According to a report in Rolling StoneRodricks was targeted for harassment by right-wing influencers after a job posting he posted on LinkedIn publicizing the fact that he was looking to hire eight more employees to X’s election integrity team.
A series of online attacks, through accounts including Mike Benz‘s, employee It was suggested that he was trying to recruit CIA agents to work at X; He claimed he liked tweets criticizing Musk – and soon after the company took disciplinary action against him. Then, last week, Irish Press He reported that Rodricks obtained a temporary injunction from the Supreme Court. His account of X’s actions as “Complete hoaxHe persuaded the court to issue an injunction temporarily suspending disciplinary proceedings.
We’ve confirmed that Rodericks technically remains an employee of X but the legal dispute is still ongoing. He is clearly in no position to carry out the work he was doing internally on election integrity before a handful of right-wing trolls began a campaign of targeted harassment in an attempt to pressure Musk and get him fired.
The realization that Musk was making arbitrary decisions rather than following the “rule of law” was the final straw for Roth last year, when he made the decision to leave. “This all sounds to me like a company that has abandoned the rule of law,” he said during the interview. “Not just the laws of the land, like the Digital Services Act, but also the laws it imposed on itself — the operating principles that guided the company.”
no trust
Roth also revealed that the death threats he received after leaving Twitter last year had not been removed from the platform — undermining counterclaims made by CEO Linda Yaccarino that X is taking strides to improve safety.

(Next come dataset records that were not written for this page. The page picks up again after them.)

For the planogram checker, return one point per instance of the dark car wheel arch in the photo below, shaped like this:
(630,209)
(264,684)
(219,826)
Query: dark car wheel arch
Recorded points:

“I would encourage Twitter to take a look at the death threats targeting me,” Roth said. “The death threats that were inspired by the company’s leader. They’re all still there. Twitter didn’t take them down. Thousands of them. And they’re still on the platform today.”
During the interview, Roth also didn’t ignore it The trusted.

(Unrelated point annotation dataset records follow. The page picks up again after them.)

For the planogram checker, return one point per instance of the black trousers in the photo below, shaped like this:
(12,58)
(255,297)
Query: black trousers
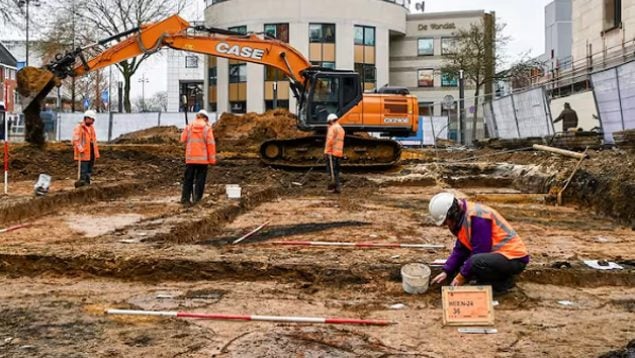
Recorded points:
(495,270)
(86,167)
(334,182)
(194,183)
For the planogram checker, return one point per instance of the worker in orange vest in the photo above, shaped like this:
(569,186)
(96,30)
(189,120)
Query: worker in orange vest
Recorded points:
(488,250)
(85,147)
(200,151)
(334,151)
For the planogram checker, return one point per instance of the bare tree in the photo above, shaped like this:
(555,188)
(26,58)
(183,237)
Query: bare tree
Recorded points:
(477,52)
(10,11)
(111,17)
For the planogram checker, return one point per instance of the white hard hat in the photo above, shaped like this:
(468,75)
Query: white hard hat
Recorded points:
(439,206)
(90,114)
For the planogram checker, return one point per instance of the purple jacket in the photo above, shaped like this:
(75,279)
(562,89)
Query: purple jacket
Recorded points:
(481,241)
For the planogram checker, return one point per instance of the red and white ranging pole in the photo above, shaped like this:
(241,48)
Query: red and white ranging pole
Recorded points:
(233,317)
(359,244)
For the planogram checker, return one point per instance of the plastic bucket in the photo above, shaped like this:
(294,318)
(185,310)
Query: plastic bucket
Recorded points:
(233,191)
(415,278)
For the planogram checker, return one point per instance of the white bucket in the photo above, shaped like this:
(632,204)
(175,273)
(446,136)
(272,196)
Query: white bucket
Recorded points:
(233,191)
(415,278)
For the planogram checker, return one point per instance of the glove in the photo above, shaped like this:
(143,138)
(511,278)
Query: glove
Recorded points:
(459,280)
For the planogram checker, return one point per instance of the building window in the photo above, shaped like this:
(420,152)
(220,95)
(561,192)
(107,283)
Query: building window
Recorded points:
(191,61)
(425,77)
(212,76)
(237,79)
(324,64)
(238,106)
(449,80)
(448,45)
(278,31)
(269,104)
(322,45)
(612,14)
(322,33)
(238,73)
(426,109)
(425,47)
(364,41)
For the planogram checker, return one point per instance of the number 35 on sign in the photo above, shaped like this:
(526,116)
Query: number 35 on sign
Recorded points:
(467,306)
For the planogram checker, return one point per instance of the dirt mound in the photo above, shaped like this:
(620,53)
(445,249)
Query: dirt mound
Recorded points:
(154,135)
(249,130)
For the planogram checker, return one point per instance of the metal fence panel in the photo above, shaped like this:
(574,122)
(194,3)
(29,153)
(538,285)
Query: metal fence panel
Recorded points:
(531,115)
(626,81)
(607,96)
(505,117)
(488,113)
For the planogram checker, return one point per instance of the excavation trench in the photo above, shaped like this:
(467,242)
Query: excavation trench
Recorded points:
(27,208)
(146,269)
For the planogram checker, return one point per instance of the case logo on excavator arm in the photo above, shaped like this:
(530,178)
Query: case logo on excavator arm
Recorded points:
(240,51)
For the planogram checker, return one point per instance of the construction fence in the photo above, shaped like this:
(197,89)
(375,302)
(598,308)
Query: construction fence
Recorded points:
(519,115)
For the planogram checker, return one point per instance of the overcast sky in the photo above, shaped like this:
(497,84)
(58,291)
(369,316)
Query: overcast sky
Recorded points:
(524,20)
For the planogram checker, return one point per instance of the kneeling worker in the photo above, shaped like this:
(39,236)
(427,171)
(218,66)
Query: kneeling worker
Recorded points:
(334,151)
(488,250)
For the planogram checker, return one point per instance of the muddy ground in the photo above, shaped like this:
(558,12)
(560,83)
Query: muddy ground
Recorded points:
(125,242)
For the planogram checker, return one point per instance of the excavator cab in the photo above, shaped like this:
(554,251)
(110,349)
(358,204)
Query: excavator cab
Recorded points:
(327,91)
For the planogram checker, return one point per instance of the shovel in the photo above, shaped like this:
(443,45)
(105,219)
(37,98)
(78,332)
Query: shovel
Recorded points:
(332,185)
(79,182)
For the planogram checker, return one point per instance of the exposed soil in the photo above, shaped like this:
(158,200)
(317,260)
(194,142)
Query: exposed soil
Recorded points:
(246,132)
(155,135)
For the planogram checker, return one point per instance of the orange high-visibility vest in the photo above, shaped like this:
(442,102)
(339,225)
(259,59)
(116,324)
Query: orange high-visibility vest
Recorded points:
(83,135)
(200,147)
(335,140)
(505,240)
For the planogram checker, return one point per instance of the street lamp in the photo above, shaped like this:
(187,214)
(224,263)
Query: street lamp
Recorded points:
(143,80)
(26,3)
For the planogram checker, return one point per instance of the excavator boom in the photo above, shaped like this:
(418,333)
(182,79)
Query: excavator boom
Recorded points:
(34,84)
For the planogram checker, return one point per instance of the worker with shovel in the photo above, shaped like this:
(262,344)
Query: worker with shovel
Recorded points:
(334,151)
(86,148)
(488,250)
(200,151)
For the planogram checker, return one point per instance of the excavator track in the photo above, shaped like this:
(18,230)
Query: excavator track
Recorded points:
(308,152)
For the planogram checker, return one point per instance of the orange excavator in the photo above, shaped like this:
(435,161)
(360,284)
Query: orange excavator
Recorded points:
(319,91)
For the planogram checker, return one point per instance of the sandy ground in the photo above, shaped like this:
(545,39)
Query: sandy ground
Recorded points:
(142,250)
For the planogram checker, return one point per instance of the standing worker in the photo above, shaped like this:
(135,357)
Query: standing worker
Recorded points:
(488,250)
(85,146)
(334,151)
(200,151)
(568,117)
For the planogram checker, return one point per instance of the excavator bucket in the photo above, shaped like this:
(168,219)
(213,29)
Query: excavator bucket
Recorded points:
(33,86)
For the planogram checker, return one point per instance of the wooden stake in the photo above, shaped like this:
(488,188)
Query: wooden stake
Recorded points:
(564,152)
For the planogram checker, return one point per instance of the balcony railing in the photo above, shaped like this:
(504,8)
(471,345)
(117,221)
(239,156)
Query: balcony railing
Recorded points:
(404,3)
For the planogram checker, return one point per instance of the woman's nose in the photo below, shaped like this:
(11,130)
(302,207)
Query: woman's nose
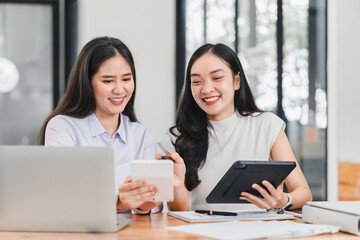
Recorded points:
(118,88)
(207,87)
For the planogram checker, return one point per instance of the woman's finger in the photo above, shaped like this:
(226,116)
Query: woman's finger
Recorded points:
(261,190)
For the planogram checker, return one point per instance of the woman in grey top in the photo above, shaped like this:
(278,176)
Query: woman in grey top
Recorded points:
(218,123)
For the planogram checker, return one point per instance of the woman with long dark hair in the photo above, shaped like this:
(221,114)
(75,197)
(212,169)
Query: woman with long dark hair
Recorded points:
(218,122)
(97,109)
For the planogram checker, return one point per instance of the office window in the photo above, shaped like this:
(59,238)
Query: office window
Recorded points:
(282,46)
(31,65)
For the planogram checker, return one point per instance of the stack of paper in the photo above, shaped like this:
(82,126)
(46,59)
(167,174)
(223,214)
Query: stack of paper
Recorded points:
(255,229)
(245,215)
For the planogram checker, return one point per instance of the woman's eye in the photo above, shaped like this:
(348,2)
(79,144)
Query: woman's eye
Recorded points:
(195,82)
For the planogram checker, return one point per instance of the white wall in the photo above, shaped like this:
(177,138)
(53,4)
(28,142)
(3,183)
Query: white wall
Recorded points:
(343,87)
(148,29)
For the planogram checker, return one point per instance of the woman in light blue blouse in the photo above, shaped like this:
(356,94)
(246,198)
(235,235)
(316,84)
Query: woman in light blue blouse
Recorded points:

It’s worth noting that under Musk’s leadership, So, it is once again moving against the grain of travel that EU regulators are demanding through their digital rulebook.
“By any measure [safety on Twitter] “It’s worse, except on the Twitter metric,” Roth said. “Just this week we saw a study by researchers in Europe talking about the prevalence and spread of misinformation across all major platforms. I’ll give you one guess as to which platform has the highest degree of reach: it’s Twitter. We’ve also seen research suggesting that the prevalence of hate speech and abuse on The platform is higher. We have seen Independent research This indicates that ISIS has achieved a 70% return on Twitter. This is not the same as freedom of expression. This is ISIS, isn’t it? As if we are not talking about the gray areas of content moderation.
“Peer review is a pain in the ass. Every academic will tell you that. But the reason it exists is so you can answer these questions in a satisfactory empirical way. You could say that if we’re talking about hate speech, it’s defined in a strict way. We don’t know,” he added. This is about the Twitter data.” “There is simply no way to know. It was not.”
Divesting the company’s communications team was another early “fix” for Musk’s Twitter. Since then, the platform has typically ignored press requests for comment and/or sent a meaningless automated response. (Her last automated response: “Busy now, please check back later.”) But CEO Yaccarino – Who was interviewed at the Code conference shortly after Ruth & He dismissed Roth’s assessment, repeating the claim that safety on the X has improved since Musk took over.
Also, in a slight departure from There) who she convinced to join her at her new employer this summer. “Linda addressed this on stage at Code,” he suggested, adding: “If memory serves me correctly, much of what Yowell discussed was similar to points he made at Code a year ago.”